I. The What
Here’s what The New York Times exposé of education standards in the chasidic community missed: There are reasons why ethnic communities choose to stay insular. This is not to excuse the shockingly low testing results among chasidic boys, but it is a context worth adding to broaden the conversation.
We believe that all American citizens, regardless of race, creed or sex, should attain a fundamental level of English literacy, arithmetic, basic science, US history and civics. If chasidic boys don’t know how to read and write in English, that must be remedied. Literacy is an essential tool to almost any type of business or educational endeavor. It is also far more difficult to attain as an adult than as a child. Robbing children of literacy can potentially close many doors in their future — which, of course, the NYT article argues, is somehow the intention of chasidic society, to keep itself insular and removed from society at large.
Critics of the article have argued that the data is neither robust nor representative.

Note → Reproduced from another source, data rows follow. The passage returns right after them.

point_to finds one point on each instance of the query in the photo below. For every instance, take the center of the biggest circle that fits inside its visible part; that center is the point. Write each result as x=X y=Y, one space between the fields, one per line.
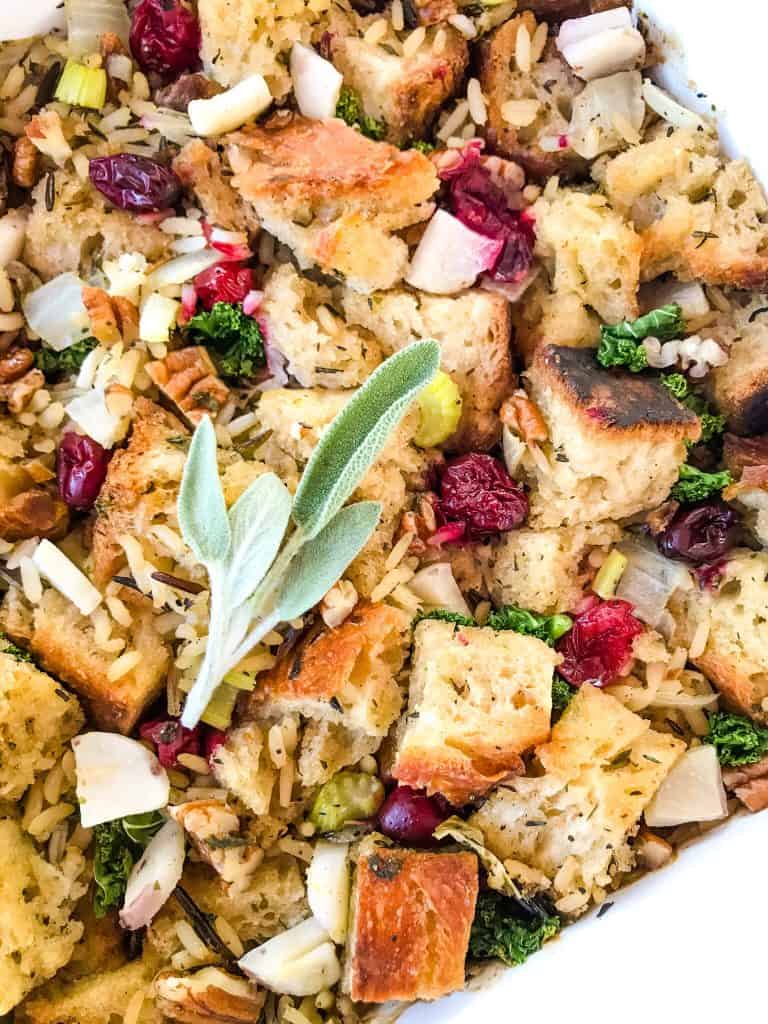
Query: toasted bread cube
x=320 y=348
x=37 y=932
x=477 y=699
x=546 y=569
x=333 y=196
x=345 y=676
x=473 y=331
x=403 y=92
x=602 y=766
x=550 y=83
x=412 y=913
x=38 y=717
x=615 y=439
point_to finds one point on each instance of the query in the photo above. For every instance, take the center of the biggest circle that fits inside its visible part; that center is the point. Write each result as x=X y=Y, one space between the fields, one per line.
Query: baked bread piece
x=477 y=699
x=601 y=768
x=333 y=196
x=550 y=82
x=404 y=92
x=345 y=676
x=615 y=439
x=38 y=718
x=411 y=916
x=473 y=330
x=546 y=569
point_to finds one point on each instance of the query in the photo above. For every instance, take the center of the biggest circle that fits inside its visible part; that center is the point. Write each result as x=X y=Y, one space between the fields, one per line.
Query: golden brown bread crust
x=413 y=912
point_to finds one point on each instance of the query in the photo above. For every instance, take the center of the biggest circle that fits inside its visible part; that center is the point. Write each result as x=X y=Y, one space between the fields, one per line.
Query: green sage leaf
x=322 y=561
x=258 y=521
x=350 y=444
x=202 y=512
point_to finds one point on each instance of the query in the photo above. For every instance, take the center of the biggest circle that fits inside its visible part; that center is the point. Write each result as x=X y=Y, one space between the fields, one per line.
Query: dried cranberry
x=599 y=646
x=223 y=283
x=81 y=469
x=171 y=738
x=699 y=534
x=165 y=38
x=135 y=183
x=410 y=816
x=477 y=491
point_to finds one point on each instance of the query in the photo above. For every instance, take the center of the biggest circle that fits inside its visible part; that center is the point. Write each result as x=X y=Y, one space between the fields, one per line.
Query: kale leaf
x=65 y=364
x=694 y=484
x=236 y=340
x=349 y=109
x=500 y=931
x=118 y=845
x=547 y=628
x=736 y=739
x=620 y=343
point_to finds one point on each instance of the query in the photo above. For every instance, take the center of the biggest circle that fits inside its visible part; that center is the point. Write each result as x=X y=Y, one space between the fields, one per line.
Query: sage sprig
x=258 y=576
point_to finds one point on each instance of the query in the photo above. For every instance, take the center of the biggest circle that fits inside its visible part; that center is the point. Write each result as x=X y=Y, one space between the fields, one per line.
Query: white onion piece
x=56 y=312
x=87 y=20
x=450 y=256
x=299 y=962
x=116 y=776
x=436 y=587
x=669 y=110
x=316 y=84
x=692 y=792
x=328 y=888
x=154 y=878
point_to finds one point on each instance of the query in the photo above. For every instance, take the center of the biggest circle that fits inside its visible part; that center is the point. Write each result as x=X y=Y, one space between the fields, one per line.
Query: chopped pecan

Others say they know first-hand of cases that prove the story’s descriptions to be true. We’ll leave that aside, not having specific knowledge of the issue, but we have no reason to doubt the veracity of the Times’ educational data.
If there is any misuse of public funds, that requires a full and complete investigation and remedy. The article, while critical of the sums the chasidic schools receive, did not point to any illegality. Further, the article did not report how much the chasidic communities save the taxpayer due to the absence of public funding for addiction programs, crime and teenage pregnancies, all which are absent in these communities.
II. The Why
What the reporting failed to investigate is why chasidic families opt for insularity. It failed to investigate the values that the chasidic community holds dear, more precious than the educational standards their children are failing to meet. No better example could have illustrated this than in the actual issue of the NYT in which its exposé appeared. On the back page of the issue was a full page advertisement featuring a silhouette of a naked woman. This is why the chasidic community turns inward; it views secularism as a purveyor of values it doesn’t want in its communities.
The truth is that many minority communities seek to uphold their way of life amid a mainstream culture different to their own. It’s why second or third generation Hispanic families may still speak Spanish as their first language in their homes. The tricky balance is for a subcommunity to maintain and protect its unique characteristics while also being able to interact with mainstream society to the extent that its members are productive.
III. Journalistic Standards
Unlike some critics of the article, we do not believe it was anti-Semitic; we uphold the newspaper’s responsibility to cover its city’s multitude of communities. New York’s chasidic Jews are a part of New York’s fabric. Negative reporting of it is not necessarily anti-Semitic. That said, there were aspects of the article that were troubling.
First was the portrayal of chasidic Jews as controlling New York politicians, and as chasidic Jews voting according to their leaders’ guidance. None of this is unique to chasidic Jews or even to minorities. Every community has the right to lobby its representatives to fight for its interests — and every community does so. The idea that chasidic Jews are uniquely easy to manipulate for voting purposes because of their lack of secular education is both ignorant and offensive. A lack of secular education doesn’t make chasidic Jews fools and they are certainly not the only group to follow guidance in how to vote.
Second, the article “buries the lead,” to use journalism jargon. While the literacy rates among chasidic boys were bottom of the barrel, the graphs in the article all showed that New York’s public school rates of literacy overall were shockingly low, with almost no cadre above 50%. That’s where the vast bulk of the Dept. of Education’s funds are going. Chasidic boys are an important story, but they’re the smaller part. Isn’t the mass failure of New York public schools the bigger story? Was the story about chasidic schools written to deflect attention from the larger problem? If so, why did the NYT choose a Jewish story?
Finally, the article is being published against a horrific rise in wholly unprovoked violent physical and verbal crimes against New York’s religious Jews. That doesn’t mean the Times was wrong to publish its piece, but we fear that this negative portrayal may contribute to a further ratcheting up of crimes against Jews.
Especially as we are in the midst of our High Holy days, and more Jews will be on the streets of New York, easily identified dressed in their Yom Tov garb, we pray that New York’s Jews stay safe from the hateful attacks that have sadly become quotidian. The NYT publication of pictures of chasidic boys who were unnamed and whose schools were unnamed reinforces the ways the NYT sees them as aliens. This is never the right messaging, but certainly not in a time of rising anti-Semitism, not least in New York City.